Unlike breaches that affect a large group of individuals, these smaller scale breaches have a different reporting timeframe and notification method.
Notification timeframe
Affected individuals must be notified without unreasonable delay, but no later than 60 days after the discovery of the breach.
According to the HHS, “If a breach of unsecured protected health information affects fewer than 500 individuals, a covered entity must notify the Secretary of the breach within 60 days of the end of the calendar year in which the breach was discovered. (A covered entity is not required to wait until the end of the calendar year to report breaches affecting fewer than 500 individuals; a covered entity may report such breaches at the time they are discovered.) The covered entity may report all of its breaches affecting fewer than 500 individuals on one date, but the covered entity must complete a separate notice for each breach incident. The covered entity must submit the notice electronically by clicking on the link below and completing all of the fields of the breach notification form“.
Notification content
Notifications should include a description of the breach, the types of information involved, steps individuals can take to protect themselves, and what the covered entity is doing to investigate and prevent further damage from the breach.
Notification methods
A written notice must be provided to the individual via US mail to their last known address, or through an email, depending on the communication method that the individual has agreed to. If there is no contact information available or if it is out of date, a substitute notice may be provided by the covered entity posting a notice of the breach on their website.

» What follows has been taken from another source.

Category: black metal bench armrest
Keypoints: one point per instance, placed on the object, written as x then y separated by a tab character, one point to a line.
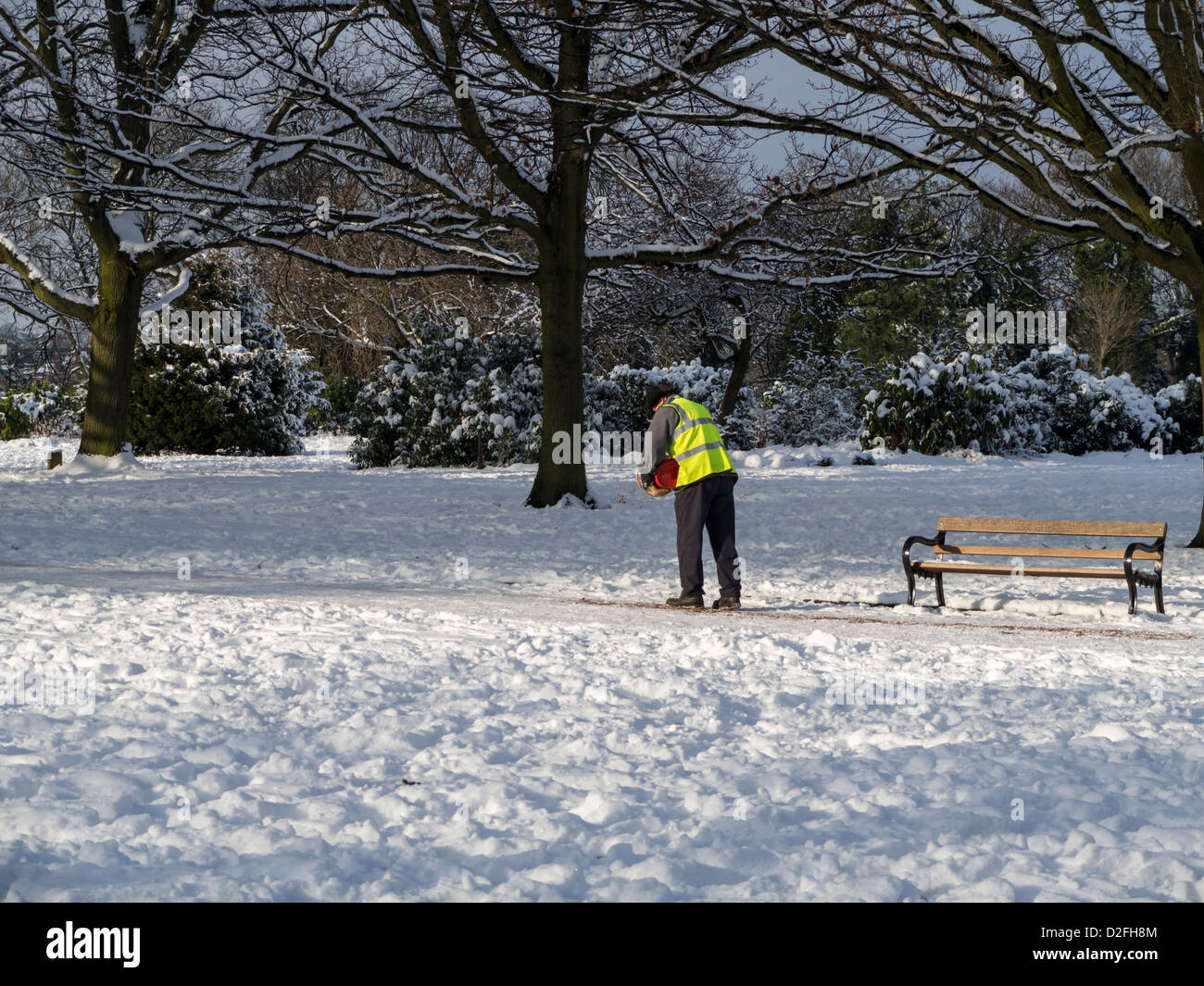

The OCR must also be informed no later than 60 days after the end of the year that the breach occurred in, this notice should be provided by filling out a breach report form.
In the news
The Hospice of Nothern Idaho was the first-of-its-kind HIPAA settlement involving less than 500 individuals. These came as a result of a company laptop containing PHI that was stolen in 2010, leading to a fine of $50,000 from the OCR.
FAQs
What information should be included in a breach notification to individuals?
A breach notification should include a description of the breach, the type of information involved, potential consequences, and steps individuals can take to protect themselves.
How should healthcare organizations notify HHS of a breach?
Healthcare organizations should use the HHS Breach Reporting Portal to report breaches.
What are the consequences of failing to meet HIPAA breach notification requirements?
Consequences can include fines, legal penalties, and damage to the organization's reputation.